Em mergulho no mundo dos workaholics, prazer e compulsão se confundem
Por Amanda Péchy Duarte (amandapechyduarte
Pâmela Carvalho acorda às sete, porque entra às oito, e mora perto do trabalho. De vez em quando, acorda às seis, ou às cinco, ou quem sabe, porque fica insone. Ela organiza e prepara material do seu TCC, ela vai para o trabalho como social media, ou estrategista de mídias digitais, da Uol, almoça em uma hora, ou não almoça. Faz inúmeras análises e agendamentos, e depois vai para o escritório da ONG onde é voluntária, a TETO. Reunião nº 1, reunião nº 2, reunião nº 3, reunião nº 4, vai para casa e faz uma lista do que tem que fazer no dia seguinte. Ela assiste a um episódio de série e toma um calmante para dormir. Está com a cabeça pilhada — coisas para resolver antes de acabar o trabalho na Uol, para resolver antes de dirigir uma obra em Campinas com a TETO, planos para se tornar mais independente na carreira. Sua motivação vem de uma questão de status, de querer ser autossuficiente. Se manter, mas se manter bem. Subir o máximo que puder. Pâmela é jornalista, e viciada em trabalho.

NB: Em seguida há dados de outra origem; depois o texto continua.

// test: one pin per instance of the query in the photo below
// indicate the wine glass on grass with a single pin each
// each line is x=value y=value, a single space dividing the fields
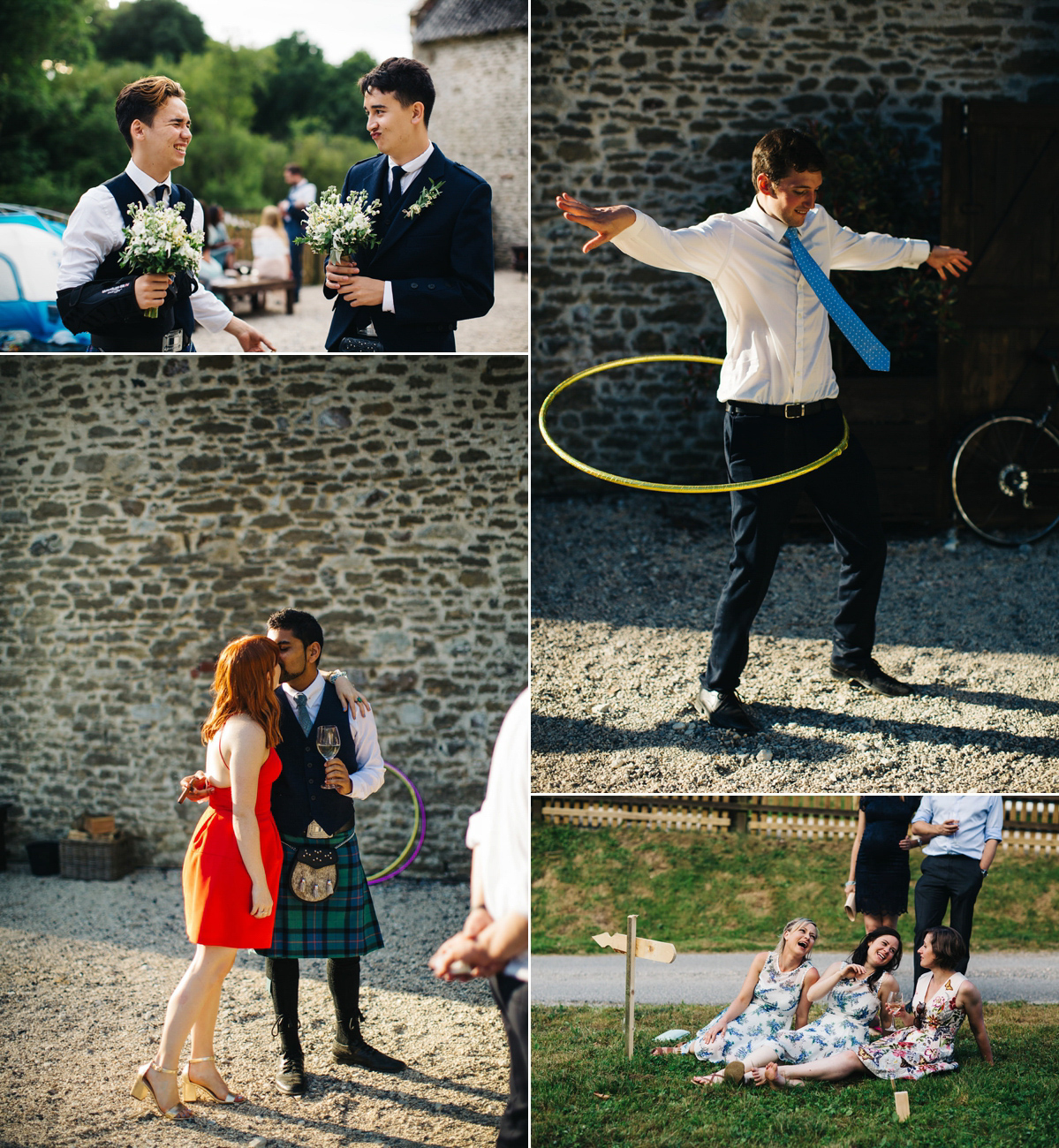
x=328 y=744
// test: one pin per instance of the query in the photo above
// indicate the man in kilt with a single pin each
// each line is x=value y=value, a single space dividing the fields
x=313 y=804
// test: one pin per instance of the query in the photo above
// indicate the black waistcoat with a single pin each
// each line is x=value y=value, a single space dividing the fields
x=176 y=311
x=297 y=795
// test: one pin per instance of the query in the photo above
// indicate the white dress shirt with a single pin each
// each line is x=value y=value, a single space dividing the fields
x=981 y=818
x=776 y=329
x=95 y=230
x=500 y=830
x=367 y=773
x=412 y=169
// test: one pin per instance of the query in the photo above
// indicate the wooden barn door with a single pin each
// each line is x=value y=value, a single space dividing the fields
x=1001 y=202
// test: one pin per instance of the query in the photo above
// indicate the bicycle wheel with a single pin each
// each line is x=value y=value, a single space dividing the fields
x=1005 y=479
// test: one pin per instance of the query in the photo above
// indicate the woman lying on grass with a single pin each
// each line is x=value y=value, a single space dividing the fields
x=773 y=994
x=943 y=998
x=852 y=988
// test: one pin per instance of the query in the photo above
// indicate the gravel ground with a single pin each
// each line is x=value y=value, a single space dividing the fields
x=624 y=593
x=87 y=969
x=505 y=329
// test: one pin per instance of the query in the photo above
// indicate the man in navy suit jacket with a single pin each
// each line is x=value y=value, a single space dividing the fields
x=433 y=264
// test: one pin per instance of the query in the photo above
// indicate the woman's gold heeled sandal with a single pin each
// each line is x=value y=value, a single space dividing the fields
x=190 y=1090
x=141 y=1090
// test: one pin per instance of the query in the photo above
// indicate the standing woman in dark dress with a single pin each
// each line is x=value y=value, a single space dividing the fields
x=879 y=860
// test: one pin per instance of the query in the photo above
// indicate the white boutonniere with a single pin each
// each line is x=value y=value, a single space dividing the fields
x=427 y=198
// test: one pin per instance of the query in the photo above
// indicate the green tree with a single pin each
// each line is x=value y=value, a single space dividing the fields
x=145 y=29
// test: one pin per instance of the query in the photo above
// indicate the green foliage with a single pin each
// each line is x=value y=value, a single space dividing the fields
x=142 y=30
x=732 y=892
x=586 y=1094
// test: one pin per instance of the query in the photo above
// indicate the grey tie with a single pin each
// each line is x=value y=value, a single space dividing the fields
x=303 y=718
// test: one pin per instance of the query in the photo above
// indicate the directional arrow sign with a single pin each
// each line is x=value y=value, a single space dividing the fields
x=651 y=949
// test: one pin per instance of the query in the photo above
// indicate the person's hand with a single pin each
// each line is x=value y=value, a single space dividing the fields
x=261 y=900
x=197 y=788
x=349 y=695
x=607 y=223
x=949 y=259
x=151 y=291
x=337 y=777
x=249 y=337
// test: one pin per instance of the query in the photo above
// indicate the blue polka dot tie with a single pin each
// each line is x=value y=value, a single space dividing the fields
x=864 y=343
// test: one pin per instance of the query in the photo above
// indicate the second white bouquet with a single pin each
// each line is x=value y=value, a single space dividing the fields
x=336 y=229
x=157 y=242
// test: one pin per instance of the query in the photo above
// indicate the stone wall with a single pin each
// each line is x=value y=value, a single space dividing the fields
x=660 y=104
x=481 y=121
x=153 y=509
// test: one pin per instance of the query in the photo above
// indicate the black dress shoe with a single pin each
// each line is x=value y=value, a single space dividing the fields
x=362 y=1053
x=291 y=1079
x=871 y=676
x=725 y=711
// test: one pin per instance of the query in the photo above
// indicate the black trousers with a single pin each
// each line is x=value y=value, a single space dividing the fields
x=954 y=879
x=847 y=498
x=512 y=999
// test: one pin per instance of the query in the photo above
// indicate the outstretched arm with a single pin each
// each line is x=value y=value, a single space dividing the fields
x=949 y=259
x=607 y=223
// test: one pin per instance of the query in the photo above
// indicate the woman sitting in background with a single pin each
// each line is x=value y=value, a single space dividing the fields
x=271 y=247
x=943 y=998
x=231 y=872
x=853 y=988
x=773 y=994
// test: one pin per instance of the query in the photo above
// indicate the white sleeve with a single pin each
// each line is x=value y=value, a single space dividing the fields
x=370 y=772
x=700 y=251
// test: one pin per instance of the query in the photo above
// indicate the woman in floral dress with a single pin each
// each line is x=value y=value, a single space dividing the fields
x=943 y=998
x=773 y=994
x=853 y=988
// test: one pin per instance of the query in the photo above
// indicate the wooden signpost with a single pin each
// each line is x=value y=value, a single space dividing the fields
x=634 y=948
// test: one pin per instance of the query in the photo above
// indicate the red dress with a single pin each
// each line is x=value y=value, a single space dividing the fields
x=216 y=883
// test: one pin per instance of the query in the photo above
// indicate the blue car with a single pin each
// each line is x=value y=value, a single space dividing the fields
x=30 y=253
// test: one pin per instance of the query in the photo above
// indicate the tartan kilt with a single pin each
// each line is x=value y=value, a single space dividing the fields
x=344 y=925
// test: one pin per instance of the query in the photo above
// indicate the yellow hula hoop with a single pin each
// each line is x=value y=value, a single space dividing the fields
x=669 y=487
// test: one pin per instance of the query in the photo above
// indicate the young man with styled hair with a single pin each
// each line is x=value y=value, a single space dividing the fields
x=433 y=263
x=95 y=291
x=769 y=267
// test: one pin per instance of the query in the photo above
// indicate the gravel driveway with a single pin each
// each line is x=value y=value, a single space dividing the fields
x=623 y=600
x=87 y=969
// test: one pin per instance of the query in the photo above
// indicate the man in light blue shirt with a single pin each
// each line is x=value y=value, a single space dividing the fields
x=960 y=834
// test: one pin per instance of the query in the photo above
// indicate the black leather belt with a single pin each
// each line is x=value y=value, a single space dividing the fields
x=784 y=410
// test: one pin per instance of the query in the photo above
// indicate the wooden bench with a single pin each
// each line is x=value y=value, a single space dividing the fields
x=229 y=291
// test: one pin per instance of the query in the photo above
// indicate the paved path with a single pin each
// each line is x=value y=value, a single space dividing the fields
x=715 y=978
x=504 y=329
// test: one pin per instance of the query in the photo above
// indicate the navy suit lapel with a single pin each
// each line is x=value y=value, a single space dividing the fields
x=433 y=169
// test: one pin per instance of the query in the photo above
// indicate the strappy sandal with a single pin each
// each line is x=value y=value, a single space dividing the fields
x=141 y=1090
x=190 y=1089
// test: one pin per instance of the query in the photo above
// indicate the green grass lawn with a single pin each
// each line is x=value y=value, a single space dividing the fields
x=732 y=892
x=586 y=1094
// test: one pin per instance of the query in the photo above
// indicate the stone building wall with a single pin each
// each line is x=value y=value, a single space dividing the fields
x=660 y=104
x=154 y=509
x=481 y=121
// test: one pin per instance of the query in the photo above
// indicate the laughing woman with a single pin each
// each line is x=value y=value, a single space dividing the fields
x=853 y=988
x=773 y=994
x=943 y=998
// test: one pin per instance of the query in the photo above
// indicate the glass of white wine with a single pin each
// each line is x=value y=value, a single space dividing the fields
x=328 y=744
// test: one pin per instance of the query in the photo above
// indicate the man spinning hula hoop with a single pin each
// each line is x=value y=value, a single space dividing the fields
x=768 y=267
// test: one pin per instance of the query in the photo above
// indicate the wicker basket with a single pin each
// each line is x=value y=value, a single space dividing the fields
x=95 y=860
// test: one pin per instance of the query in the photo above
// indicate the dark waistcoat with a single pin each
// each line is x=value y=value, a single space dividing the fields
x=297 y=795
x=175 y=311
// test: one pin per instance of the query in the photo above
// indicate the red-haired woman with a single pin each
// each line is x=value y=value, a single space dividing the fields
x=231 y=872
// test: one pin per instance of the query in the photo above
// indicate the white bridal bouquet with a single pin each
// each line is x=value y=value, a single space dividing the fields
x=336 y=229
x=157 y=242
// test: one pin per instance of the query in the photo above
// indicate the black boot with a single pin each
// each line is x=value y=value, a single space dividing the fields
x=283 y=988
x=349 y=1047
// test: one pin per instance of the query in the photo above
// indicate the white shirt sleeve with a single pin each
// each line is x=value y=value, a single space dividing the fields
x=370 y=772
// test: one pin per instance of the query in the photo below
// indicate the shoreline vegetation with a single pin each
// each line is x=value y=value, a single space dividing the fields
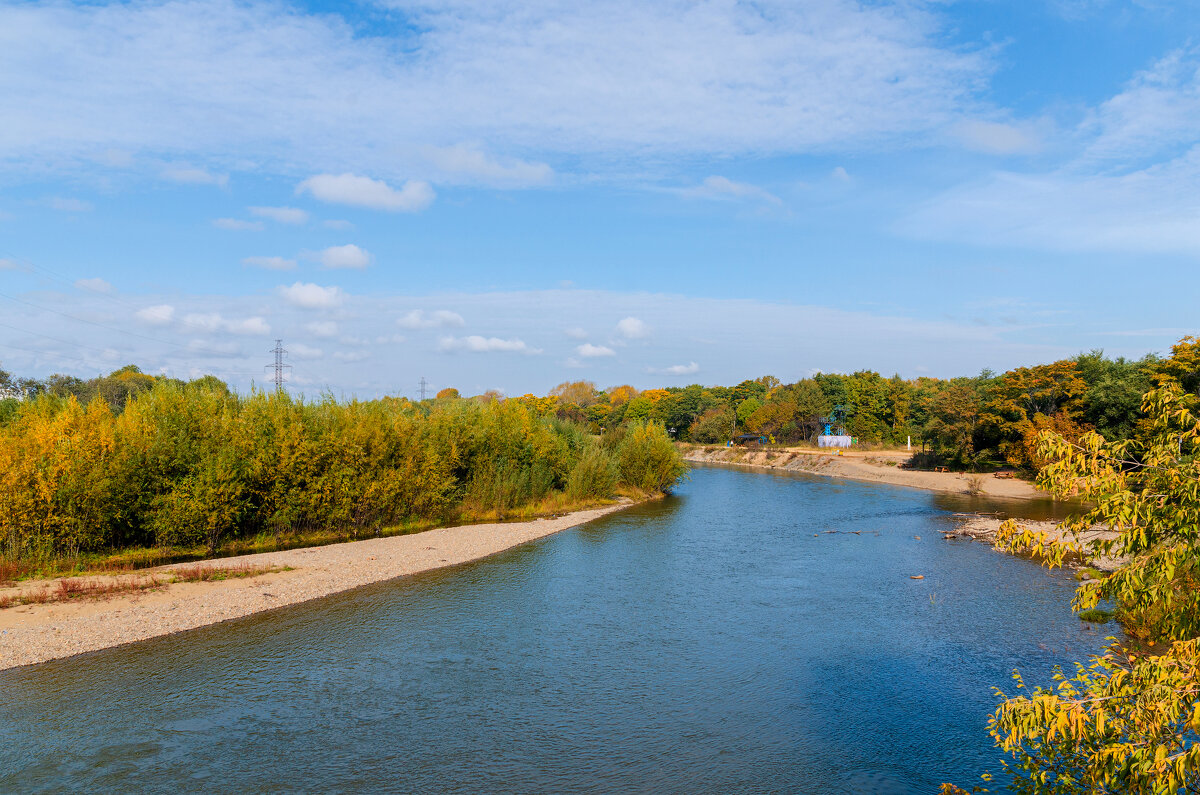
x=183 y=472
x=876 y=466
x=197 y=595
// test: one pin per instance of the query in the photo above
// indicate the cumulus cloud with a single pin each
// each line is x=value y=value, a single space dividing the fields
x=309 y=296
x=997 y=138
x=372 y=193
x=69 y=204
x=216 y=350
x=281 y=214
x=475 y=344
x=589 y=351
x=473 y=165
x=1131 y=189
x=195 y=177
x=270 y=263
x=303 y=351
x=664 y=78
x=721 y=187
x=238 y=225
x=213 y=322
x=322 y=328
x=348 y=256
x=95 y=285
x=633 y=328
x=439 y=318
x=156 y=315
x=677 y=369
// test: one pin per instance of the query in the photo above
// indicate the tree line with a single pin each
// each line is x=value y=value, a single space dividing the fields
x=979 y=422
x=131 y=460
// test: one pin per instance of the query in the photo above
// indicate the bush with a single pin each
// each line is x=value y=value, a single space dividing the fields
x=594 y=476
x=187 y=465
x=648 y=460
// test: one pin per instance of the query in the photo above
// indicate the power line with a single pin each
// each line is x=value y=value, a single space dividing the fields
x=279 y=364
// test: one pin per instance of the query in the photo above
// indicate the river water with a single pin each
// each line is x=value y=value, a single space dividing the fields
x=721 y=640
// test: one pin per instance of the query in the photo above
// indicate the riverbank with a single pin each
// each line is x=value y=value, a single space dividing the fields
x=36 y=633
x=870 y=466
x=883 y=467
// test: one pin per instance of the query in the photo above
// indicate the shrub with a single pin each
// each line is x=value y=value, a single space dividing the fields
x=594 y=476
x=648 y=460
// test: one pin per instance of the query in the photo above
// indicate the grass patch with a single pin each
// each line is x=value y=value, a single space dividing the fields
x=70 y=589
x=129 y=561
x=199 y=573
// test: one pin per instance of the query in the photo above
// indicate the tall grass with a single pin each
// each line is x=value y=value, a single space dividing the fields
x=185 y=466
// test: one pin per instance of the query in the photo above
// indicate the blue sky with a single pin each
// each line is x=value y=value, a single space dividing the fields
x=510 y=195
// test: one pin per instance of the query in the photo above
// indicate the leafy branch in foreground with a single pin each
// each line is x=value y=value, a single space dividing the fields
x=1126 y=722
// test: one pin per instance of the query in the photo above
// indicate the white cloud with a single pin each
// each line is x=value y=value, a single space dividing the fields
x=156 y=315
x=997 y=138
x=270 y=263
x=677 y=369
x=195 y=177
x=442 y=318
x=304 y=352
x=237 y=225
x=249 y=326
x=589 y=351
x=475 y=344
x=633 y=328
x=287 y=89
x=309 y=296
x=69 y=204
x=322 y=328
x=721 y=187
x=348 y=256
x=364 y=191
x=473 y=165
x=214 y=322
x=95 y=285
x=216 y=350
x=281 y=214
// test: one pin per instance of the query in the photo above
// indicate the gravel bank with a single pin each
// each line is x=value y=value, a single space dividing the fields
x=36 y=633
x=875 y=467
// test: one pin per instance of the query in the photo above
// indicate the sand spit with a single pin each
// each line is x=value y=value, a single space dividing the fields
x=36 y=633
x=985 y=527
x=876 y=467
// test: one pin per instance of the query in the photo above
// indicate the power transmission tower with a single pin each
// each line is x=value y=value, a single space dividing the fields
x=279 y=364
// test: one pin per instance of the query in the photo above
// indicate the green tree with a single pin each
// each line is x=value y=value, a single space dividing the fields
x=1125 y=722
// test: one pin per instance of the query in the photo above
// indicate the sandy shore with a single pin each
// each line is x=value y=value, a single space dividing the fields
x=35 y=633
x=985 y=528
x=876 y=467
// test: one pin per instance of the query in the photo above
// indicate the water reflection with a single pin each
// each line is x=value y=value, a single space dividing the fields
x=720 y=640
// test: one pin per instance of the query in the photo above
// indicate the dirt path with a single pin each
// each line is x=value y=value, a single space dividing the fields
x=35 y=633
x=876 y=467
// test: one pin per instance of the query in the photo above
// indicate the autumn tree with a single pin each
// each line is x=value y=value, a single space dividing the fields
x=1123 y=722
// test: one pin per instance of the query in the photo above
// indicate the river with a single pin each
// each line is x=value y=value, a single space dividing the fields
x=720 y=640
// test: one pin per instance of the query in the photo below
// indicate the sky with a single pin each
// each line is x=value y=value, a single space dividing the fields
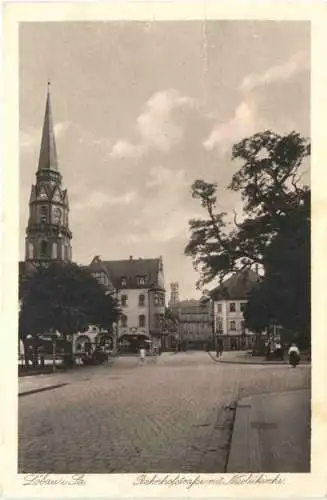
x=141 y=110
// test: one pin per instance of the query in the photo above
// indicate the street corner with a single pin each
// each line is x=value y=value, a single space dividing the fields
x=271 y=433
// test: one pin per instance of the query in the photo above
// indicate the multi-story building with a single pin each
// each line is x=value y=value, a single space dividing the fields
x=138 y=284
x=228 y=302
x=194 y=323
x=174 y=293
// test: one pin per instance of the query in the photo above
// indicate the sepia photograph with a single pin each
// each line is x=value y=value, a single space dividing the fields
x=164 y=248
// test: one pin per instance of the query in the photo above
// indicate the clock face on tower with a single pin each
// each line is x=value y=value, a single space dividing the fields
x=57 y=215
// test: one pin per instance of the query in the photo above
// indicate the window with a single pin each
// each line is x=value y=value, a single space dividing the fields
x=44 y=248
x=55 y=250
x=44 y=214
x=30 y=251
x=157 y=320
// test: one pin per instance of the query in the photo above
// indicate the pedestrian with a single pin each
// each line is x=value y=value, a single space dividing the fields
x=142 y=354
x=294 y=355
x=278 y=349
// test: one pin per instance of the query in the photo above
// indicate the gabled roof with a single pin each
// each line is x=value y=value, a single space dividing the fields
x=131 y=269
x=48 y=152
x=237 y=286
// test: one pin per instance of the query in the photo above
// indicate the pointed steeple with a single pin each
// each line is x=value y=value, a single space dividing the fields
x=48 y=153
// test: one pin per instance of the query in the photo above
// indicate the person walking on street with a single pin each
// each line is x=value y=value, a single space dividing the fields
x=294 y=355
x=142 y=354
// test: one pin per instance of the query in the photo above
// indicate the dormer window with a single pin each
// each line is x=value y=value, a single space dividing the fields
x=141 y=280
x=44 y=214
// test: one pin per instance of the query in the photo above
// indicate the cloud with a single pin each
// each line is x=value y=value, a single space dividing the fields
x=98 y=200
x=295 y=64
x=262 y=93
x=159 y=127
x=244 y=121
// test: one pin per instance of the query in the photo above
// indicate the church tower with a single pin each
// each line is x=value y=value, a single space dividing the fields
x=48 y=238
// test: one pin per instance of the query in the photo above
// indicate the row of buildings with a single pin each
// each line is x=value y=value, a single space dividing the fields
x=217 y=315
x=137 y=283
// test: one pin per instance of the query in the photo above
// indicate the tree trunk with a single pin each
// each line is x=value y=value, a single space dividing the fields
x=54 y=343
x=26 y=353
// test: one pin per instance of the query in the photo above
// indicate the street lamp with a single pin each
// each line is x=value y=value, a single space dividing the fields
x=111 y=293
x=54 y=336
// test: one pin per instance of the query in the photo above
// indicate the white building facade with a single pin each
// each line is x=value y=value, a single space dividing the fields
x=228 y=304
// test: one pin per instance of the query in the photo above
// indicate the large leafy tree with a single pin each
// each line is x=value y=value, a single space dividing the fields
x=274 y=231
x=64 y=298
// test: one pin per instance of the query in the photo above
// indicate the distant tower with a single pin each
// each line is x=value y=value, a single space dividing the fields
x=174 y=293
x=48 y=237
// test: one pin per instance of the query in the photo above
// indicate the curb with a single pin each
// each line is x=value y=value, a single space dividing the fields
x=245 y=452
x=251 y=363
x=42 y=389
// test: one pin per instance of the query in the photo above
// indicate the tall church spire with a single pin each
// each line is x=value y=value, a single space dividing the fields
x=48 y=152
x=48 y=237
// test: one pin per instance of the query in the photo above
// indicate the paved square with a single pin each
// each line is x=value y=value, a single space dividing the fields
x=172 y=416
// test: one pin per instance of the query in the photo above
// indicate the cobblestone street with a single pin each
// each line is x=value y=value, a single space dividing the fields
x=171 y=416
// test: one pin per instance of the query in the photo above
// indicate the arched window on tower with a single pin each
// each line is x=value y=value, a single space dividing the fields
x=55 y=250
x=44 y=249
x=44 y=214
x=30 y=251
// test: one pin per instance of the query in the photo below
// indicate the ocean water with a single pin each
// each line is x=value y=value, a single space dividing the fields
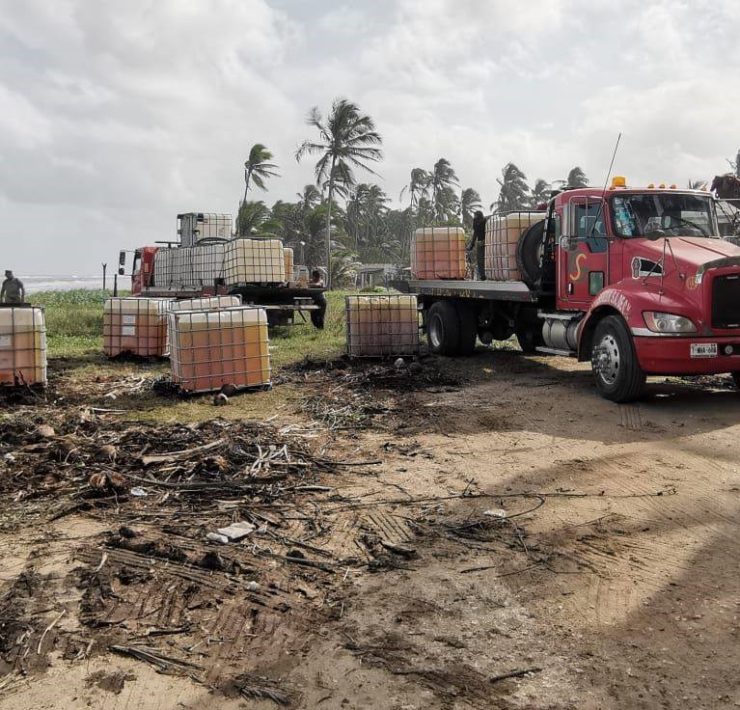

É irônico escrever sobre workaholics depois de passar quase dois dias sem fazer nada — ou nada relacionado a essa crônica, pelo menos. Gosto de trabalhar, principalmente depois do alívio que vem com o pontapé inicial, mas está longe de ser um vício. Uma parte do que me instiga vem daí: como é possível tirar um gozo tão grande de algo sem o qual me parece possível viver? O trabalho faz parte da vida. Deixei de tentar entender se é por ser uma obrigação, por uma necessidade inerente do ser humano de se imprimir no mundo, se o primeiro gera o segundo, ou vice-versa. Mas a lógica do workaholic, essa dependência, essa labuta fanática, não faz sentido enquanto estou me exercitando, assistindo um filme, lendo por prazer, abraçando, ou nada. Há o tédio, sim, sempre há. É concebível que, se o homem não possuísse sintomas do vício em trabalho, o tédio não existiria, e sim uma preguiça calma.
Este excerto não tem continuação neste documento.